Path dependency is important to know

Knowing how you got into a situation can help you get out

Jan 12, 2021

Thanks to a frickin’ coup attempt happening last week and the increasingly horrifying wave of news and details following it, I barely got any work done and that state is likely to continue for a period of time. Thus, no continuation of the Eclipse post from last week because I can’t concentrate. But I did promise myself that I will post one thing a week, so instead I’ll riff off some themes that came up during the course of life this week.

A lantern pangolin at the Bronx Zoo’s holiday light festival this year, a rare instance of me going outside.

This week I want to write a bit about path dependency, because as someone who works on products and has to guide where a product will be headed in the future, it’s an important concept.

The basic, overbroad, idea about path dependency is that “history matters”. That is, decisions being made today have been influenced by decisions and events in the past. The implication is that the best/most rational solution for a given situation might not be chosen, or even available, due to historical reasons. The path taken to reach a certain point has lasting effects. It’s a concept that pops up within the social sciences, especially political science and economics.

Ever have the conversation where someone asks “Why don’t we use Hot New Tech T?” only to find that the answer is “Our tech stack is built on P which predates T’s stack by 5 years and we’d have to rearchitect the whole app. It’d cost too much for no benefit.”? That’s an example of the effects of path dependency. Even if Hot New Tech T is the clear winner, there are historical barriers to adopting it.

If everything was built in Java because the codebase came from an enterprise environment built in the mid-2000s, you’d need a HUGE compelling reason to migrate the full stack to Python, Golang, or whatever. That’s why there’s all that COBOL code running in banks and stuff. It works no one wants to risk touching it.

In more data science-y terms, we’re all living within a giant optimization problem and running hill-climbing algorithms and our efforts are always homing in on local maxima that might trap us.

So how does path dependency relate to making new product?

Since I constantly take a historical view upon events and tech, I obviously think a lot about this as I work. Specifically, the evolution of a product is a path with many decisions where it’s not clear what the optimal choice is for any given decision. Choosing to do SOMETHING despite the uncertainty is what makes the job of the product manager/product lead so difficult, and my job as a Data Scientist/Analyst/UX Researcher is to provide information to help make those choices just a tiny bit more rational.

We’re all just blindly fumbling our way into the future making vaguely-rational choices based on limited information and guesses. That’s fine, because that’s how these things work. The problem is when success comes and the path taken slowly petrifies into lore and dogma.

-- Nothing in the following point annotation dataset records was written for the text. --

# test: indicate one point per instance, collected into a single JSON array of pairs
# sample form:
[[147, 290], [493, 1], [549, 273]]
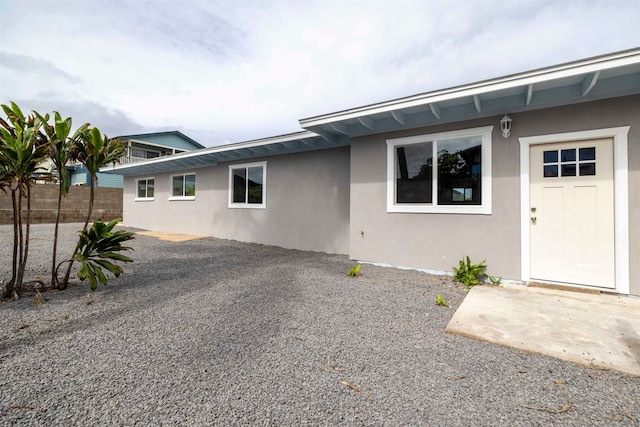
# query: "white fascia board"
[[221, 149], [516, 80], [153, 144]]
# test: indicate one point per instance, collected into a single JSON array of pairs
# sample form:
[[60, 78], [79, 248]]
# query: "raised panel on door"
[[572, 213]]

We need to recognize that we’re forever embedded within a given path in the arc of history because there will be times when we do get stuck at a local maxima and we need to discover a way out.

These local maxima manifests in very curious ways. Very often, it becomes a blind spot, an unconscious sacred cow that even people who know to question sacred cows might not see.

One interesting example

One interesting example of this behavior is when people develop tunnel-vision around a certain problem because it’s the most recent design decision being made.

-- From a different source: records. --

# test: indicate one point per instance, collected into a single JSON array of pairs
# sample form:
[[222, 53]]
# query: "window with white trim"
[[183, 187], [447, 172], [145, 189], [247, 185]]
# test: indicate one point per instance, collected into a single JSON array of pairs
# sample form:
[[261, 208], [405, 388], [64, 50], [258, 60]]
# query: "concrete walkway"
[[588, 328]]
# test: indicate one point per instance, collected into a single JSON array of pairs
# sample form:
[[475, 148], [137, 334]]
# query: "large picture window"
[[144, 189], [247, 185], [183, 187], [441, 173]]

One time at work, we had introduced a new expensive feature to a product. Then, perhaps because it’s an expensive feature, sales were not as high as management expects and a bunch of meetings were called to figure out what that is. Is it the signup flow? Is it bad marketing? Are people not understanding the feature? Et cetera.

Obviously, being on the UX team for that feature, I was pulled into some of those conversations, looking into the various funnels for friction points that we could improve the situation as best we can.

After doing a bunch of analysis, the answers were pretty clear: there are 2 high friction points for that product. First, there’s a critical ‘request an increase in resource quota to be able to purchase the feature’ step which requires permissions and interacting with a support process. Second, the feature costs a huge amount of money to start up, 5 figures to start.

Now, the quota request aspect was inserted into the flow because there’s lots of concerns about stock-outs. There’s a finite amount of hardware to go around, and you can’t let random users request 5-figures worth of equipment capacity for instant provisioning willy-nilly. You’re setting yourself up for embarrassment that way because no one keeps endless racks of servers on hot standby for customers that might never appear. Capacity planning is a very carefully organized art. So it makes sense to put this in when you’re not sure how much demand exists.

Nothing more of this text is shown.